Scoreboards change; effort doesn’t.
I remember the first time a kid on my team stared at the scoreboard and felt like the whole world had shifted. As your coach, I want you to know something simple and true: scoreboards change; effort doesn’t. That scoreboard at the end of a game, the grade on a test, the number of likes on a post—those things move up and down. What you bring every day—the effort, the kindness, the habit of trying again—stays with you and grows. When things feel heavy, a few short phrases can anchor you, like a whistle that calls everyone back to the center of the field. They are small, easy to remember, and they matter more than any final score.
When the noise gets loud, try these short reminders: - “Do your best right now.” - “Breathe and try again.” - “One play at a time.” - “Mistakes mean you’re learning.” - “Ask for help—that’s brave.” - “You are more than this moment.”
You can carry these phrases in your pocket—or say them quietly to yourself between plays, before a test, or when a friendship gets rocky. Saying “Do your best right now” doesn’t mean your best has to be perfect; it means focus on what you can control this minute. “Breathe and try again” gives your body a moment to slow down so your brain can catch up. “One play at a time” helps when the future looks messy; it brings your attention back to the next small step. When you repeat “Mistakes mean you’re learning,” you begin to treat mistakes like teammates who teach you, not opponents who shame you.
Effort looks different on different days, and that’s okay.
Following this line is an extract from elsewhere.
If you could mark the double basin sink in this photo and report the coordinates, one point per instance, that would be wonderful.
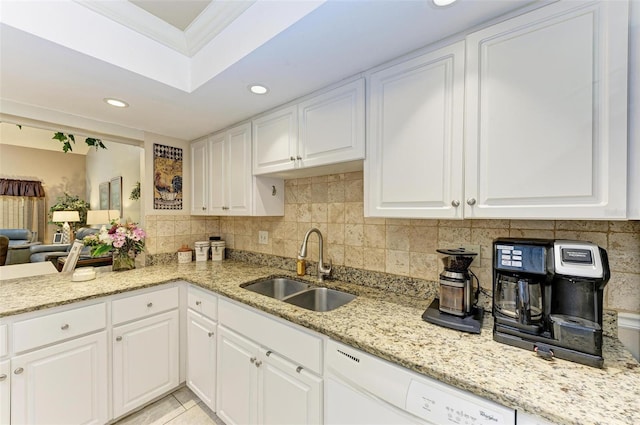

Some days you sprint, some days you jog, and sometimes you rest—and rest is part of effort too. Keep a simple log or a jar where you drop a bead for each time you tried hard, helped someone, or kept going after a setback. Soon you’ll see a string of beads that reminds you that effort is a habit you’re building. Celebrate the small wins: a pass you made when you were scared, a paragraph you finished even though you wanted to stop, a time you said sorry. Tell your teammates, your family, or your coach what you did—sharing the win makes the work feel worth it.
I coach because I believe in growth. My job is to notice the hustle, the courage to try, and the kindness you offer others. If you ever feel lost, come find me or someone you trust and say, “I need help.” That short sentence is a powerful play. Keep these phrases in your heart and use them when the scoreboard tries to tell you who you are. Remember: the numbers change, but the effort you put in today builds the person you’ll be tomorrow. You’ve got this—one honest try at a time.